EuGH zu Bitcoin-Umtausch: Der Europäische Gerichtshof hat entschieden, dass der Umtausch von Bitcoins, wie der Umtausch gesetzlicher Zahlungsmittel, nach Art. 135 Abs. 1 Buchst. e) Mehrwertsteuer-Systemrichtlinie umsatzsteuerfrei ist. Das berichtet Rechtsprofessor Dennis Klein auf lto.de.

BGH zu Absage der Hauptversammlung nach Beginn: Rechtsprofessor Ulrich Wackerbarth kritisiert auf dem Handelsblatt-Rechtsboard eine Entscheidung des Bundesgerichtshofs von Ende Juni. Die Absage einer Hauptverhandlung durch den Vorstand nach deren Beginn ist nicht wirksam. Verlassen nun Mitglieder den Saal und wird die HV in ihrer Abwesenheit durchgeführt, sei ihr Teilnahmerecht nicht verletzt und Beschlüsse seien nicht anfechtbar, meint Wackerbarth entgegen dem Gericht. Andernfalls könnten durch solche unwirksamen Absagen der Hauptverhandlung die Minderheitsrechte aus § 122 Aktiengesetz umgangen werden.
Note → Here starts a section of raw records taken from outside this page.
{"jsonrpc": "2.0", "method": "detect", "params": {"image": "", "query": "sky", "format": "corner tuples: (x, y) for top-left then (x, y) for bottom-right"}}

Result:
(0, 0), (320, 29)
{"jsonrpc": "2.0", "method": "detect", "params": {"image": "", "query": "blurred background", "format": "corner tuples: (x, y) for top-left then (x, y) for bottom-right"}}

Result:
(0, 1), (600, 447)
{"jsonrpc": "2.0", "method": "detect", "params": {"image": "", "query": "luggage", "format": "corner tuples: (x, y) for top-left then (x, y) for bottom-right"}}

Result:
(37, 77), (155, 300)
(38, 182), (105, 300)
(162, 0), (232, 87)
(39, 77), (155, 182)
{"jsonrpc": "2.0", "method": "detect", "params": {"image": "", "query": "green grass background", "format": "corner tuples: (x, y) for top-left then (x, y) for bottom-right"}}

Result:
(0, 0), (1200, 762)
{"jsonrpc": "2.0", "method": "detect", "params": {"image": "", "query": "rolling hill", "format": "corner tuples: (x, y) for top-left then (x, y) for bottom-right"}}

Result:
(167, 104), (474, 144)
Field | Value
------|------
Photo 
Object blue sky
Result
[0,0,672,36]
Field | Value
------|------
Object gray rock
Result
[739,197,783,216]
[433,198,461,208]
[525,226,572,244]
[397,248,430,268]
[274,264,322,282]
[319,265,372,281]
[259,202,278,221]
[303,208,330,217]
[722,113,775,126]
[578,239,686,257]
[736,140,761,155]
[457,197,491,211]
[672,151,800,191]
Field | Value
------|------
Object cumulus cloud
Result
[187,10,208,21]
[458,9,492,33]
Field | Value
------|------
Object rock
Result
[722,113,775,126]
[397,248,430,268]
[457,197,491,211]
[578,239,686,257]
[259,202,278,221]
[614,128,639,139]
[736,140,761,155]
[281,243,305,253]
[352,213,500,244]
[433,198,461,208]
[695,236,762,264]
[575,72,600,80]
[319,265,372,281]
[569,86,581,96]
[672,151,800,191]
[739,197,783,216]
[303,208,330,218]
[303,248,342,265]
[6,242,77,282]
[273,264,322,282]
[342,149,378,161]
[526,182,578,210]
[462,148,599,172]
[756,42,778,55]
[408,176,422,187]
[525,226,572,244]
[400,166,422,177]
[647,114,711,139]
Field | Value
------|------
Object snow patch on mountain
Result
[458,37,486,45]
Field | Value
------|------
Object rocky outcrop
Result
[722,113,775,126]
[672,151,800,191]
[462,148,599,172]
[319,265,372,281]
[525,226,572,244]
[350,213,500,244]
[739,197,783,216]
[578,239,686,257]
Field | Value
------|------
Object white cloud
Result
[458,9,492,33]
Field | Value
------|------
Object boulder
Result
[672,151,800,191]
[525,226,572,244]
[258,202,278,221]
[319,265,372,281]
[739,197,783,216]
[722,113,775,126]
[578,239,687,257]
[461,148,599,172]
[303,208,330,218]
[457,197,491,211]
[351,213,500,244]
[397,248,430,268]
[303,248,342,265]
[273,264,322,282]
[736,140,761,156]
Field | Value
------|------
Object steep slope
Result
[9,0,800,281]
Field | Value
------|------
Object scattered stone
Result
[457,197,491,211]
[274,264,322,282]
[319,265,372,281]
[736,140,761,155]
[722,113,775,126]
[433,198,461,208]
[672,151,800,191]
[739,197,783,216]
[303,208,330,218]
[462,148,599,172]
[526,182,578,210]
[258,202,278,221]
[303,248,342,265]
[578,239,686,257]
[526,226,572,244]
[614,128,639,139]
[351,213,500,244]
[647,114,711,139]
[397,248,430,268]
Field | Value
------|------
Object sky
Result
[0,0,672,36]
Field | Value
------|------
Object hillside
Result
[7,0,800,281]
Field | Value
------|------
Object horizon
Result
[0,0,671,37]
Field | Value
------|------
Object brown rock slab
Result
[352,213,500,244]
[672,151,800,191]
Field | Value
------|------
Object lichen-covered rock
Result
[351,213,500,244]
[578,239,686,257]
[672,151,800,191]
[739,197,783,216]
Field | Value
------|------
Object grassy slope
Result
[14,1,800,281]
OVG Bln-Bbg – Lobbyistenliste: Die Bundestagsverwaltung muss über Lobbyisten informieren, die mit Hausausweisen ausgestattet sind. Das hat das Verwaltungsgericht Berlin bereits Ende September mit Eilentscheidung zugunsten des Tagesspiegels entschieden. Hiergegen hat die Bundestagsverwaltung Beschwerde zum Oberverwaltungsgericht Berlin Brandenburg erhoben, über die noch zu entscheiden ist. Die SPD Fraktion habe vergangene Woche bereits "freiwillig" ihre Liste veröffentlicht, berichtet der Tagesspiegel (Jost Müller-Neuhof).

LAG Kiel zu Kündigung wegen Führerscheinentzug: Wenn der (Außendienst-)Mitarbeiter die vertraglich geforderte Leistung auch ohne eigene Fahrerlaubnis erbringen kann, berechtigt der Entzug der Fahrerlaubnis nicht zur Kündigung, entschied das Landesarbeitsgericht Schleswig-Holstein im Juli, wie Rechtsanwalt Norbert Pflüger in der Samstags-FAZ berichtet. Maßgeblich sei dabei jedoch weiterhin die vertraglich festgelegte Leistung, wobei der Arbeitgeber bestimmen könne, wie die Arbeit zu erbringen ist.

VG Stuttgart zu "Racial Profiling": Weil er nahe der Deutsch-Französischen Grenze nach § 23 Bundespolizeigesetz ("Schleierfahndung") kontrolliert wurde, klagte ein deutscher Staatsbürger afghanischer Abstammung vor dem Verwaltungsgericht Stuttgart. Das VG gab der Klage statt, denn die Norm verstoße gegen Unionsrecht, welches systematische Grenzkontrollen untersage. Zum eigentlichen Grund der Klage, der Auswahl des Klägers zur Kontrolle aufgrund seines Aussehens ("Racial Profiling"), äußerte sich das Gericht nicht, berichten die taz (Christian Rath – ausführlich auf taz.de) und lto.de. Der Jurastudent Lukas Müller weist auf verfassungsblog.de darauf hin, dass das Urteil dem Entschluss der Bundesregierung, vorübergehend Kontrollen an Schengen-Binnengrenzen wieder einzuführen, nicht entgegensteht.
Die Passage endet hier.